November 9, 2022 Governing in the face of uncertainty
“In uncertain economic times, how companies govern themselves is more important than ever. The UK Corporate Governance Code continues to provide a clear and flexible basis to support better governance and well-run companies.”
Those comments from Financial Reporting Council (FRC) Chair, Sir John Thompson, preface the FRC’s latest annual report looking at how companies comply with the UK’s corporate governance code. In general this year’s report is broadly positive with companies appearing to have stepped up to the challenges of transparent reporting, particularly the underlying need to ‘comply or explain.’ However, as in previous years, there is still some way to go with the review concluding that “there are few companies whose disclosures meet the highest standards throughout their report.”

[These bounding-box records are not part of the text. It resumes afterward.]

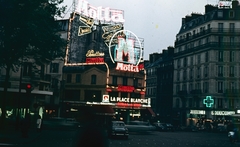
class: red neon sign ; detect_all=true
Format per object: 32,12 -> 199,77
86,58 -> 104,63
118,85 -> 134,92
116,103 -> 142,108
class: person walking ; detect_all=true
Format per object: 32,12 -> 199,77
36,115 -> 42,132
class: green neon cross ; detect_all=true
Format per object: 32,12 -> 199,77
203,96 -> 214,107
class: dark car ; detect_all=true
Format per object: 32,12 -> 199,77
108,121 -> 129,139
156,123 -> 175,132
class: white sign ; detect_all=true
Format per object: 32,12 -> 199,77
76,0 -> 125,23
190,110 -> 205,115
211,111 -> 235,115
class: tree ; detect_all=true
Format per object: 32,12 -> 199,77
0,0 -> 66,124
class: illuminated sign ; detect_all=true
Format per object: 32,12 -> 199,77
211,111 -> 235,115
190,110 -> 205,115
116,102 -> 142,107
109,30 -> 143,66
116,63 -> 139,72
102,95 -> 109,103
86,58 -> 104,63
102,24 -> 123,47
203,96 -> 214,107
86,50 -> 104,57
76,0 -> 125,23
218,0 -> 232,8
110,97 -> 150,104
118,85 -> 134,92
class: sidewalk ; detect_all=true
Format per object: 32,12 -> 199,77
0,127 -> 41,146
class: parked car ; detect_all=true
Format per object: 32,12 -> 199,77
183,125 -> 198,132
108,121 -> 129,139
126,121 -> 156,132
156,123 -> 175,131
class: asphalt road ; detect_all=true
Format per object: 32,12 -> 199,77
16,129 -> 240,147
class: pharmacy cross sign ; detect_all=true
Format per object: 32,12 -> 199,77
203,96 -> 214,107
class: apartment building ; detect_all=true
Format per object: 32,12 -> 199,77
173,1 -> 240,125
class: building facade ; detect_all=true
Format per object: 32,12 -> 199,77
173,1 -> 240,125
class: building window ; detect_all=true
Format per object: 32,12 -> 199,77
177,59 -> 181,67
50,63 -> 59,73
228,98 -> 234,108
183,70 -> 187,80
217,11 -> 223,18
218,66 -> 223,77
229,11 -> 234,18
177,71 -> 180,81
76,74 -> 81,83
218,82 -> 223,93
112,76 -> 117,86
229,23 -> 235,32
51,78 -> 58,88
197,67 -> 201,78
205,52 -> 209,62
91,75 -> 97,84
122,77 -> 128,86
183,57 -> 187,67
197,55 -> 201,64
176,98 -> 180,108
188,98 -> 192,108
229,66 -> 234,77
189,69 -> 193,80
203,82 -> 209,93
23,62 -> 32,76
230,51 -> 235,62
218,51 -> 223,62
191,57 -> 193,65
218,23 -> 223,32
67,74 -> 72,83
133,78 -> 141,87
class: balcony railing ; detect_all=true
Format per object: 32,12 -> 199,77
175,28 -> 240,46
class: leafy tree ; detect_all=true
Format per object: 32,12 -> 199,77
0,0 -> 66,121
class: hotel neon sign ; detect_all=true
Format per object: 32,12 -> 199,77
76,0 -> 125,23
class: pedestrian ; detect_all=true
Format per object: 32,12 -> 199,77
21,113 -> 31,138
36,115 -> 42,132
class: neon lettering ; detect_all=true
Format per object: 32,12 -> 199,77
76,0 -> 125,23
116,62 -> 139,72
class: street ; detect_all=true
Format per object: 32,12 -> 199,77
15,129 -> 240,147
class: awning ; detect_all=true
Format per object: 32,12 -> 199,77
147,107 -> 156,116
92,105 -> 115,116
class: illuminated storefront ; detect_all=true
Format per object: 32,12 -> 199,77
63,1 -> 155,124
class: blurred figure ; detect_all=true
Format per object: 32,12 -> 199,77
21,113 -> 31,138
36,115 -> 42,132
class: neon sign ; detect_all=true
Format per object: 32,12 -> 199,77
109,30 -> 143,66
118,85 -> 134,92
86,50 -> 104,57
76,0 -> 125,23
116,63 -> 139,72
203,96 -> 214,107
86,58 -> 104,63
116,102 -> 142,107
110,97 -> 150,104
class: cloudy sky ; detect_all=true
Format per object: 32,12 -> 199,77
61,0 -> 219,60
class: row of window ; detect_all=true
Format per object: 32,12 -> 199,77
175,98 -> 237,109
176,81 -> 238,93
176,51 -> 235,68
66,74 -> 142,87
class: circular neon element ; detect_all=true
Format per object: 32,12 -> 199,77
109,30 -> 142,65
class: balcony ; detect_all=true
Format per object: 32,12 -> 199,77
175,28 -> 240,46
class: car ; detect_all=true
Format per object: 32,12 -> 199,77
156,123 -> 175,131
126,121 -> 156,132
108,121 -> 129,139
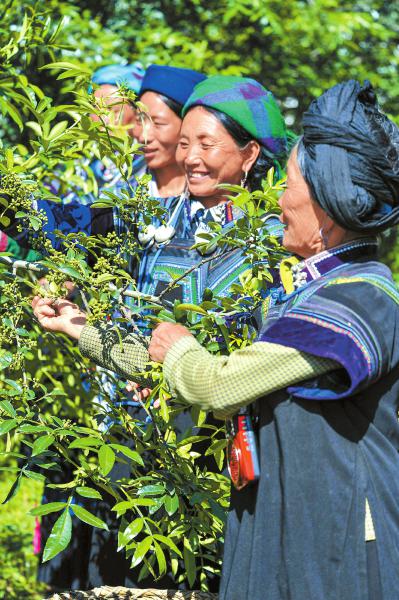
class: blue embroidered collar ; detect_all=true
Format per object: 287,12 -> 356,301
291,237 -> 378,290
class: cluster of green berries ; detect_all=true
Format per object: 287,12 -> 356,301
87,298 -> 109,325
0,173 -> 37,211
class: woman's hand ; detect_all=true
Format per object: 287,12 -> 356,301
148,323 -> 193,362
32,296 -> 86,340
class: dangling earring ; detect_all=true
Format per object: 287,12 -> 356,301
319,227 -> 328,250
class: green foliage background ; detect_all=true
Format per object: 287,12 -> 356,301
0,0 -> 399,598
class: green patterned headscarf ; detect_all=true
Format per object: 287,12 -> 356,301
182,75 -> 287,158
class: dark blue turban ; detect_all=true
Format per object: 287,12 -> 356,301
139,65 -> 206,105
298,81 -> 399,233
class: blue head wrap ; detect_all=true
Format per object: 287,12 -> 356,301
89,62 -> 145,94
298,80 -> 399,234
139,65 -> 206,111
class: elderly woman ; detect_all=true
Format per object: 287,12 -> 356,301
35,81 -> 399,600
133,76 -> 287,302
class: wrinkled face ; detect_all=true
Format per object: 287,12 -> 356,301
176,106 -> 255,198
279,148 -> 334,258
134,92 -> 181,170
90,84 -> 136,135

This year’s FRC report is particularly pertinent, given the forthcoming consultation on a revision of the code. Its findings will help to inform that revision, most particularly in those areas which have been identified as not currently fully meeting the requirements of stakeholders. And one of the key areas identified as needing ongoing improvement is the depth of explanation provided by companies. Company compliance with the code is not simply a matter of reporting that ‘we did x’. Compliant explanations need to go further, providing an understanding of why there was a need to take that action, looking at the background to the decision, the discussion and consultation process, and the outcome both for the organisation and its stakeholders.
For example, when it comes to assessing and monitoring culture, twenty companies failed to make any comment at all whilst just six of the companies reviewed provided any form of meaningful disclosure beyond simply listing review methods. Moreover, not one of the companies reviewed reported on the impact of actions which they had taken following previous reviews. Similar comments were scattered throughout the report; with the FRC highlighting in particular the minimal level of disclosure provided in respect of engagement with major shareholders.
The corporate governance code was designed to be flexed in line with individual company needs. That is what makes the code and its comply or explain principle so powerful, enabling companies to provide meaningful information without having to pack their reports with details which provide no real insight into the workings or direction of the organisation. On the other side of the coin, being free to omit certain sections of the code from annual reporting has the potential to leave investors and others with an incomplete picture of the company’s governance and direction of travel. When times are uncertain, the more certainty which can be provided through meaningful explanation and example, the better the potential relationship between companies and their stakeholders.